Maybe ping’s friendliness has to do not only with the diminutiveness of the sound it mimics, but with the self-deprecation of using a word that assumes you are inflicting a little bit of unpleasantness—“to prick, stab, or poke,” remember?—on a person by reaching out. Ping apologizes for itself automatically. It regrets the bother, but just wants to check in. In turn, I think this relates to why the term hasn’t quite made it into personal conversations. (When it does appear, as in a big scheduling text—Can someone ping Cheryl when she gets home—it sounds businesslike and unnatural.) We don’t need to explain to our friends, when we get in touch, that we care for them, which is why we want to grab drinks. But in a professional setting, we may wish to reassure a contact that we like him, though that is not the reason we’re sending him mail. In fact, we like him enough to feel vaguely apologetic for interrupting his day! (But also, we are on deadline, so if he could get back to us as soon as possible, that would be great.)
Ping seems graciously open-ended. On one hand, it asks for the lowest possible level of commitment.

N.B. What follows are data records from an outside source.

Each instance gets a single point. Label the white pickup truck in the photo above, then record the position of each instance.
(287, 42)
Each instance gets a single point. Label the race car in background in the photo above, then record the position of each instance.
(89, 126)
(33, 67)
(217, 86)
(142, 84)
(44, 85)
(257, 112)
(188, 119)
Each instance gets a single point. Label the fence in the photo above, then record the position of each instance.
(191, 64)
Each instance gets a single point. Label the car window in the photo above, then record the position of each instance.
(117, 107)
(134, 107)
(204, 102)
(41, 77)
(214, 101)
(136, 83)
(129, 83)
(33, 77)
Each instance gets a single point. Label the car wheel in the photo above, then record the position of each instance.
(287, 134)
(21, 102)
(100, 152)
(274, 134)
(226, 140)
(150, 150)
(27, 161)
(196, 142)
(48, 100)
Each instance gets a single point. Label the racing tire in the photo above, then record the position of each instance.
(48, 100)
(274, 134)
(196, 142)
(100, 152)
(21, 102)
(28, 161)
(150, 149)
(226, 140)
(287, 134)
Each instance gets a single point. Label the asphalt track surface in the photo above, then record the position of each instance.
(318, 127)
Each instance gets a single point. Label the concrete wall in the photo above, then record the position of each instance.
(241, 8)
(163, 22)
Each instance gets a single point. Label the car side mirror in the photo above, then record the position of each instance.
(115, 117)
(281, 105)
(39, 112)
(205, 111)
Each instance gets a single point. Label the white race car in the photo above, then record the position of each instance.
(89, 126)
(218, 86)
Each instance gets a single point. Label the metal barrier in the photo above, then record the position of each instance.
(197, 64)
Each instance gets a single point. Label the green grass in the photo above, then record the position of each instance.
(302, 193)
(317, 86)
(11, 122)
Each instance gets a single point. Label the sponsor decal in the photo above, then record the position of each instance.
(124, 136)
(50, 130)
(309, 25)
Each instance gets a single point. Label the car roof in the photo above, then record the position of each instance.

On the other, it implies endless accessibility (“Ping me if you have any questions at all”). Its world is one of niceness and low stakes—unless you are a submarine. Maybe the truest thing you can say about ping is that it establishes contact; that, in its lack of specificity, it captures the ambiguity of human interactions, from martial to transactional to playful to tentative to whimsical to pushy to friendly. I’m here, it pulses. Are you?